Others have successfully written more than one memoir, usually by shifting genre, or angle, a bit. Which, I guess, is what I’m trying to do here.
I feel some urgency about getting this done. I’ve left the entries in the manuscript dated by month and year, and I want the reader to feel the immediacy of the cancer, not something long past.
Interesting, how doing this work removes the cancer from me even further. Where is it? In the book?
Do please write with thoughts about a title.
It’s quiet on the lake now. I wonder at the number of boats put in and taken out every year, yet many never seem to leave the dock. Or maybe once all summer. All those toys, like the ones piled in the toy box in our cottage, used for a few minutes, then tossed aside.
Speaking of our cottage, it’s uncharacteristically clean right now, a good time to show you pictures of the interior.
Here’s the living room. Uncle Richmond made the cots many (70? 80?) years ago out of which my sister Michelle and Jerry and I, bit by bit, constructed two sofas with arms and backs. I bought the fabric and my daughter-in-law Jen made the slipcovers, partly here at the lake, with my father’s old sewing machine. I re-covered the lampshades on both lamps. Jerry repainted all the floors. And the toy boxes, to match.

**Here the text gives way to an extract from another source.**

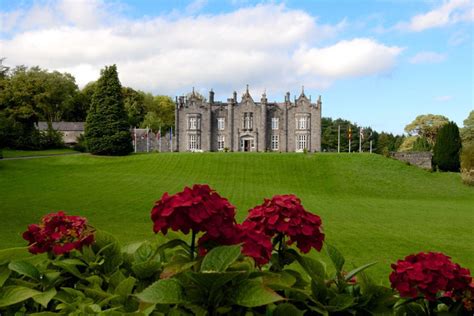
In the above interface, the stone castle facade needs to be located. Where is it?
[173,86,322,152]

Here is what we call Aunt Cleone’s room, because in her last years she slept here. It’s the only room with a door, hence the ability to warm it with a portable radiator. We used to find her in the mornings, sitting on the edge of her bed, piles of trash around her she was sorting for recycling, although she forgot after she made the piles.
The bed’s a futon we brought from Delaware, on a platform made by Rob, the son of the local Bachmann’s Store (“If we don’t have it, you don’t need it.”) owner. The living room used to have a pump organ (Aunt Cleone’s) but the room was so crowded we gave it to Rob, who’s stored it in his parents’ garage. It had a broken bellows anyway.

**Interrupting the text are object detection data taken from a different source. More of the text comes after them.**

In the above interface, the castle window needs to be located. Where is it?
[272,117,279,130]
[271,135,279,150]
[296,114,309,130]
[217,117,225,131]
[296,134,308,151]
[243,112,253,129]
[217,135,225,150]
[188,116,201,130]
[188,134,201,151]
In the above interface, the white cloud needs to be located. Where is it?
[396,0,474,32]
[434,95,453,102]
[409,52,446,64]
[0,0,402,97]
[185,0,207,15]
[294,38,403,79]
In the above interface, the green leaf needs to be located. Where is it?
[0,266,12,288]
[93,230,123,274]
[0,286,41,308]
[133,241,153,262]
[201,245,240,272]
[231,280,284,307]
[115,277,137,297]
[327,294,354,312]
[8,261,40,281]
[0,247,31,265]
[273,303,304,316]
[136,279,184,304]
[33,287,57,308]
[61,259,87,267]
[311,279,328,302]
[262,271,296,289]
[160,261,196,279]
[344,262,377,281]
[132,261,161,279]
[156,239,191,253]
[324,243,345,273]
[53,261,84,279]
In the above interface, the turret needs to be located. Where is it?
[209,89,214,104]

This is what used to be the dining room. We don’t have a name for this space. My sister Michelle ran a contest last year, but I’m not sure what won. (Interim? Hyphen? Intermezzo? ) You’re looking into what used to be the kitchen. We relocated it when we put in running water. The table is the library table that was in the old dining room.

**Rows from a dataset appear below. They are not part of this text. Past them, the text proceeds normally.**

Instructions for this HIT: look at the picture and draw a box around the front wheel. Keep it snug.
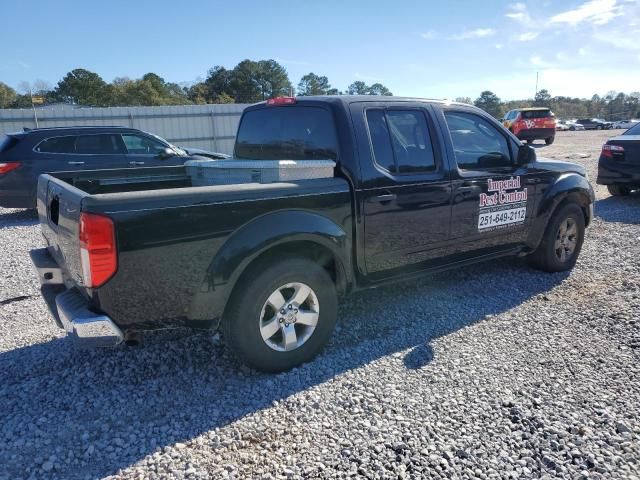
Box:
[528,203,585,272]
[222,258,338,372]
[607,185,631,197]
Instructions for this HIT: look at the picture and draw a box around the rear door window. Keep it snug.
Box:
[367,109,436,174]
[122,134,168,155]
[35,135,76,153]
[234,106,338,160]
[75,135,122,155]
[445,111,513,170]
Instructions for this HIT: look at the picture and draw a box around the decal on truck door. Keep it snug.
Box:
[478,177,527,232]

To the far left is the ice box that used to be turned on its side, door-less, and used as shelves, with a curtain in front of them. Jerry refinished it, turned it right-side up, had new doors made, ordered authentic hardware.
I wanted to talk about this because of how rare and precious it seems, to have this depth-of-field, this past and present, present. It’s just the old cottage, no way to make it more than that, with its stone foundation, its tilting floors.
But. Here is the medicine cabinet, with Priscilla and John Alden. Why are they there? Who knows? Inside are perfectly preserved medicines from our grandparents’ time. We don’t bother it. We look at it now and then.
This isn’t a museum. In the summer the cottage is full of kids and grandkids, tracking sand, throwing wet towels, crying over something or other. And grownups (unlike the ancestors) drinking gin and tonic on the front porch.
Who were these ancestors, these people some of us remember, some not? We look at the hundreds of photos. We make them up in our heads. Sometimes I think, what would they think of what we think of them? They were just like us: anxious, loving, irritated, worried, tickled, afraid of dying. Having a good time, watching their kids have a good time. Their kids, who carried an image of this place with them all their lives. Whose children picked it up, changed it, and kept carrying it.
Not forever, of course. The cottage and the lake never were fixed in time, anyway. That was our idea of it. Whose idea? Mine? Grandmother’s? Kelly’s? Scott’s? No matter. I’m going swimming as soon as this day warms up. Without the big boat wakes to annoy me.